Die Bestellung eines Bezirksschornsteinfegermeisters kann wegen fehlender persönlicher Zuverlässigkeit widerrufen werden, wenn dieser sich außerberuflich über mehrere Jahre hinweg an der öffentlichen Ehrung der Mörder des früheren deutschen Außenministers Walther Rathenau aktiv beteiligt hat und dazu weiterhin steht.
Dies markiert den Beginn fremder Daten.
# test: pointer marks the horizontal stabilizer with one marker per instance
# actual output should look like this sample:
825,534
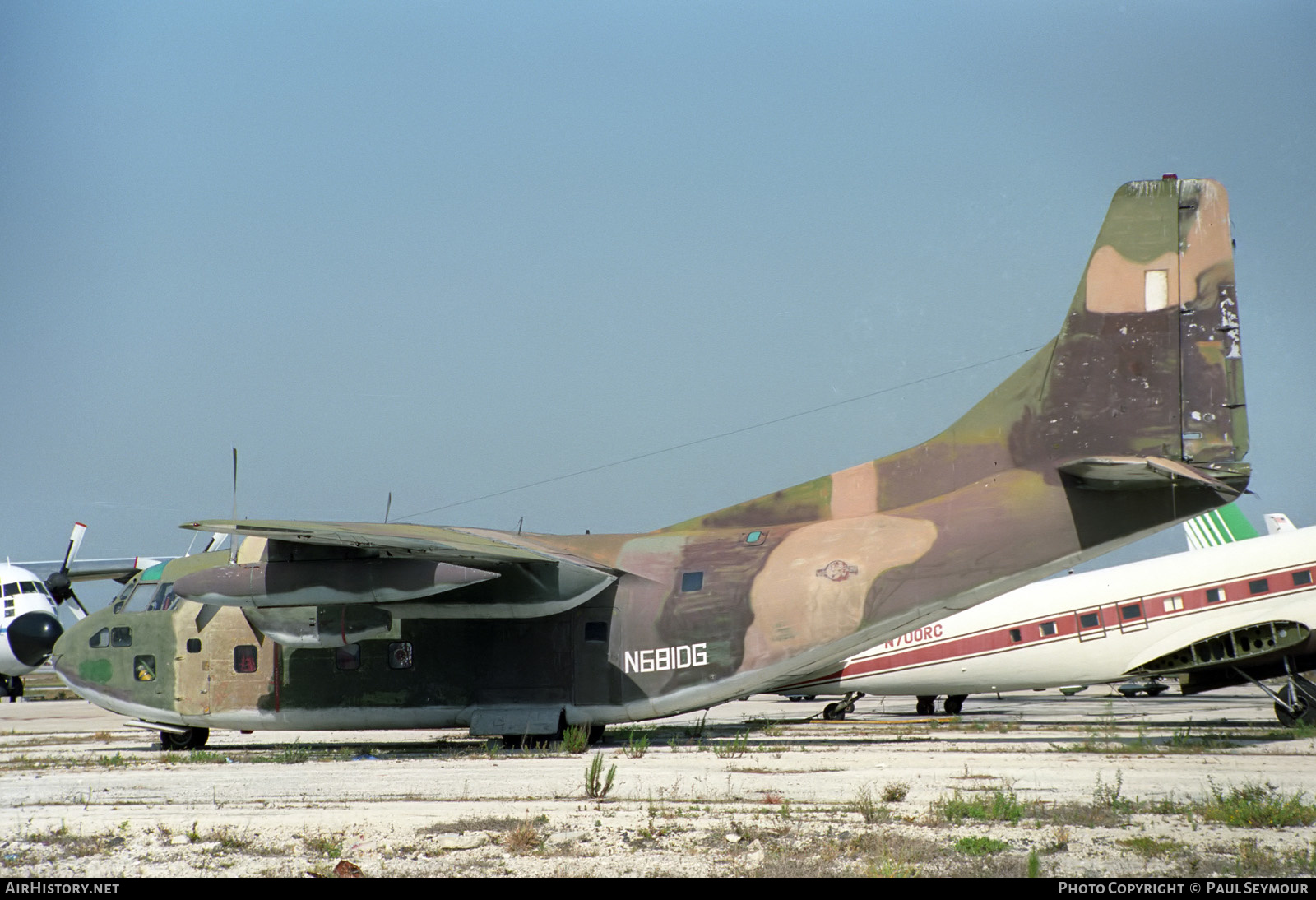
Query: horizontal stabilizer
1239,645
1133,472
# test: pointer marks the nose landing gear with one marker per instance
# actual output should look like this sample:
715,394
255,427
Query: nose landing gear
188,739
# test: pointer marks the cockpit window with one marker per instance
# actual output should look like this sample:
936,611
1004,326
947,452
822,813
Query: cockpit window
164,599
144,595
118,603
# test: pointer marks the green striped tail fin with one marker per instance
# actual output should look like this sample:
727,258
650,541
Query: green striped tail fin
1223,525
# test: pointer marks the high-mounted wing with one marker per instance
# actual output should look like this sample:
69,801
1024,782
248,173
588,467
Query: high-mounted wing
296,571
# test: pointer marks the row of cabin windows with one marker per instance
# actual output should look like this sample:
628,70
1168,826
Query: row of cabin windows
1170,604
15,588
245,656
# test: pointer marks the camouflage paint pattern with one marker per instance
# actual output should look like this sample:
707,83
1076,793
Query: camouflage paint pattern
1131,420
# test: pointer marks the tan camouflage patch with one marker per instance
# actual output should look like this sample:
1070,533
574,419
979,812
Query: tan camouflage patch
813,586
1116,285
855,491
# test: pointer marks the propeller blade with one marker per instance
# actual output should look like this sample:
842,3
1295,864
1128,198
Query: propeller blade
59,584
74,545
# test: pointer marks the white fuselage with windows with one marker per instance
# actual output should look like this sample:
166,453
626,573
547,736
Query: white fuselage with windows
24,595
1096,627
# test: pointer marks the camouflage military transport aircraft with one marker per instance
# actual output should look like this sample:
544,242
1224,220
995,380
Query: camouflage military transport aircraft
1131,420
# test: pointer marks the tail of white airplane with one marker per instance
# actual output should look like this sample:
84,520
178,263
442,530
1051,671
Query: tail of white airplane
1217,527
1277,522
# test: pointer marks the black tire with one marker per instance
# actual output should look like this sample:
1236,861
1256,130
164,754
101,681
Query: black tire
1303,715
191,739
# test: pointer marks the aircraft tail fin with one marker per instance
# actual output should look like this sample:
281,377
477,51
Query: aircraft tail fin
1142,391
1277,522
1219,527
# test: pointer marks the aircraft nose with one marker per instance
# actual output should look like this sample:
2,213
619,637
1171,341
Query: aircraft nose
32,637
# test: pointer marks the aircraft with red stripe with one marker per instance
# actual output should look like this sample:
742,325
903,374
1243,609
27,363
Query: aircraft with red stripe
1227,612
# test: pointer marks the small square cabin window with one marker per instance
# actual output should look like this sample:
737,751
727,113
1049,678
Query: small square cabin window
401,654
243,658
348,660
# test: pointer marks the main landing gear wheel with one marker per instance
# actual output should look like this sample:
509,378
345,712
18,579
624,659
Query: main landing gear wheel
1298,712
836,712
191,739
In dem jetzt vom Bundesverwaltungsgericht entschiedenen Fall ist der 1958 geborene Kläger seit 1987 als Bezirksschornsteinfegermeister bestellt und war zuletzt für einen Kehrbezirk im Burgenlandkreis zuständig. Er betätigt sich aktiv für die Nationaldemokratische Partei (NPD), ohne Mitglied dieser Partei zu sein. Er ist seit dem Jahr 2004 Vorsitzender der NPD-Fraktion im Stadtrat von Laucha, seit 2007 Mitglied der NPD-Fraktion im Kreistag des Burgenlandkreises und hatte im Jahr 2005 als unabhängiger Kandidat auf der Landesliste Sachsen-Anhalt der NPD für die Wahlen zum Deutschen Bundestag kandidiert. In den Jahren 2001 bis 2004 sowie 2006 und 2007 nahm er an Veranstaltungen zum Gedenken an die Mörder des Außenministers der Weimarer Republik Walther Rathenau in Bad Kösen, Ortsteil Saaleck, teil, wo er 2004 an einer Kranzniederlegung mitwirkte und 2007 zudem eine Rede hielt. Weitere außerberufliche Aktivitäten des Klägers sind zwischen den Beteiligten umstritten.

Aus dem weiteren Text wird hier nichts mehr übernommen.